Overview

Ofatumumab Added to Dexamethasone in Subjects With Relapsed or Refractory Chronic Lymphocytic Leukemia

Status:
Completed
Trial end date:
2015-02-01
Target enrollment:
0
Participant gender:
All
Summary
The rationale of the study is to explore the safety and efficacy of ofatumumab in combination with dexamethasone (O-dex regimen) in patients with refractory/relapsed CLL. Moreover, the hypothesis is that this approach will be able to achieve at least the same response rates compared with R-dex regimens (historical controls; manuscript submitted to Leukemia), while maintaining lower toxicity profile.
Phase:
Phase 2
Accepts Healthy Volunteers?
No
Details
Lead Sponsor:
Brno University Hospital
Collaborators:
Faculty Hospital Kralovske Vinohrady
General Teaching Hospital, Prague
University Hospital Hradec Kralove
Treatments:
Antibodies, Monoclonal
BB 1101
Dexamethasone
Dexamethasone 21-phosphate
Dexamethasone acetate
Ofatumumab
Criteria
Inclusion Criteria:

- Male or female previously treated patients with B-cell CLL requiring therapy according
to the revised NCI criteria (including CLL patients with immune-mediated hemolysis or
thrombocytopenia).

- Flow cytometry confirmation of CLL immunophenotype with CD5, CD19, CD20, CD23, CD79b,
and surface Ig at screening.

- Disease recurrence (or refractory disease) after at least one fludarabine-containing
regimen, or after at least two previous chemotherapy regimens without fludarabine;
and/or poor marrow reserve not allowing chemotherapy administration (Absolute
Neutrophil Count < 1.0 x 109/L and/or Absolute Platelet Count < 50 x 109/L).

- Age ≥ 18 years old.

- Signed written informed consent.

- Life expectancy > 3 months.

- ECOG performance status ≤ 2.

- CT scan performed.

Exclusion Criteria:

- Active hepatic or biliary disease (with exception of patients with Gilbert's syndrome,
asymptomatic gallstones, liver metastases or stable chronic liver disease per
investigator assessment).

- Treatment with any known non-marketed drug substance or experimental therapy within 5
terminal half lives or 4 weeks prior to enrollment, whichever is longer, or currently
participating in any other interventional clinical study.
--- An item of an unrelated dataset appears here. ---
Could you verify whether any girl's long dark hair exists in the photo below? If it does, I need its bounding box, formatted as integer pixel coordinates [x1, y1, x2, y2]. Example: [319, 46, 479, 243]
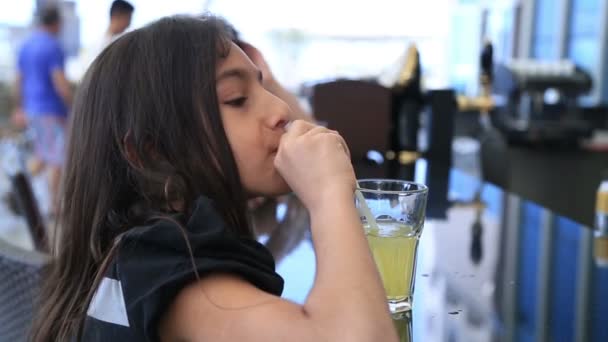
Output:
[32, 16, 251, 342]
- Other past or current malignancy. Subjects who have been free of malignancy for at
least 5 years, or have a history of completely resected non-melanoma skin cancer, or
successfully treated in situ carcinoma are eligible.

- Prior treatment with anti-CD20 monoclonal antibody or alemtuzumab within 3 months
prior to start of therapy.

- Chronic or current infectious disease requiring systemic antibiotics, antifungal, or
antiviral treatment such as, but not limited to, chronic renal infection, chronic
chest infection with bronchiectasis, tuberculosis and active Hepatitis C.

- History of significant cerebrovascular disease in the past 6 months or ongoing event
with active symptoms or sequelae.

- Known HIV positive.

- Clinically significant cardiac disease including unstable angina, acute myocardial
infarction within six months prior to randomization, congestive heart failure (NYHA
III-IV), and arrhythmia unless controlled by therapy, with the exception of extra
systoles or minor conduction abnormalities.

- Significant concurrent, uncontrolled medical condition including, but not limited to,
renal, hepatic, gastrointestinal, endocrine, pulmonary, neurological, cerebral or
psychiatric disease which in the opinion of the investigator may represent a risk for
the patient.

- Positive serology for Hepatitis B (HBV) defined as a positive test for HBsAg. In
addition, if negative for HBsAg but HBcAb positive (regardless of HBsAb status), a HBV
DNA test will be performed and if positive the subject will be excluded. See section
10.3.2.1 Hepatitis B screening.

- Positive serology for hepatitis C (HCV) defined as a positive test for anti-HCVAb, in
which case reflexively perform a HCV RIBA immunoblot assay on the same sample to
confirm the result

- Screening laboratory values:

- creatinine > 2.0 times upper normal limit

- total bilirubin >1.5 times upper normal limit (unless due to CLL involvement of
liver or a known history of Gilbert's disease)

- ALT > 2.5 times upper normal limit (unless due to disease involvement of liver)

- alkaline phosphatase > 2.5 times upper normal limit (unless due to disease
involvement of the liver or bone marrow)

- Pregnant or lactating women. Women of childbearing potential must have a negative
pregnancy test at screening.

- Women of childbearing potential, including women whose last menstrual period was less
than one year prior to screening, unable or unwilling to use adequate contraception
from study start to one year after the last dose of protocol therapy.

- Male subjects unable or unwilling to use adequate contraception methods from study
start to one year after the last dose of protocol therapy.